Remind you of anything?

(Hint: 1975)

And how about this:

An uncropped photograph of 640 Afghan refugees in a USAF C-17 that flew from Kabul to Qatar on August 15. Source

Brings it home to one, doesn’t it?

Antonio García Martínez has a fiercely contemptuous blast about America’s Afghan adventure. Sample:

This is the true privilege of being an American in 2021 (vs. 1981): Enjoying an imperium so broad and blinding, you’re never made to suffer the limits of your understanding or re-assess your assumptions about a world that, even now, contains regions and peoples and governments antithetical to everything you stand for. If you fight demons, they’re entirely demons of your own creation, whether Cambridge Analytica or QAnon or the ‘insurrection’ or supposed electoral fraud or any of a host of bogeymen, and you get to tweet #resist while not dangling from the side of an airplane or risking your life on a raft to escape. If you’re overwhelmed by what you see, even if you work at places called ‘the Institute for the Study of War’, you can just take some ‘me time’ and not tune into the disturbing images because reality is purely optional at this stage of the game.

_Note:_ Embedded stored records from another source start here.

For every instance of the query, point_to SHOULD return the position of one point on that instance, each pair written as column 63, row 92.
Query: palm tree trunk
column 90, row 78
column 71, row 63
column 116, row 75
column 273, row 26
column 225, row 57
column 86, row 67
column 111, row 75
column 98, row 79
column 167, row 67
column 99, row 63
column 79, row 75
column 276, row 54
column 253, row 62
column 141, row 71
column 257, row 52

That last sentence is reference to a Tweet that really irritated him:


Key takeaways from the IPCC report

If you haven’t time to read the report but want to know what the key takeaways from it are, then this episode of the NYT‘s ‘The Daily’ podcast will see you right. And it only takes 26 minutes.


Quote of the Day

“A foreign correspondent is someone who flies around from hotel to hotel and thinks that the most interesting thing about any story is the fact that he has arrived to cover it.”

  • Tom Stoppard, Night and Day.

Musical alternative to the morning’s radio news

Ennio Morricone | Main Theme music for the film The Mission

Link

I don’t normally pay attention to film music, but came on this the other day and enjoyed it.


Long Read of the Day

For Whom the Bells Toll

Lovely 1999 essay by Neil Shister in the Boston Review on Ernest Hemingway.

Hemingway’s mythic status may have started with his books, but it transcended literature. By displaying physical virtues-hunting lions, fighting bulls, boxing-he slipped beneath the radar of mainstream America’s none-too-secret loathing of the artist. True, he had to go to Europe to escape the restrictive conformities of his suburban Chicago home-Oak Park, the same place that spawned Frank Lloyd Wright-and “the hopeless separation of small towns in the middle west and any kind of intellectual awareness,” in keynote speaker Nadine Gordimer’s telling phrase. But the America he fled eventually came to embrace him, as much for his vigorous persona as for his words. In our popular culture, manliness excuses most faults.

Hence the intriguing connection to John Kennedy. Although the two men never met, the young politician saw in the older writer a cultural touchstone for his version of manly fellowship. Kennedy and his entourage freely employed Hemingway’s definition of “grace under pressure,” as a template for their own style and as the measure by which they sized up others.

This was a useful accompaniment to the BBC’s screening of Ken Burn’s riveting six-part documentary series on Papa H which we’ve just finished watching.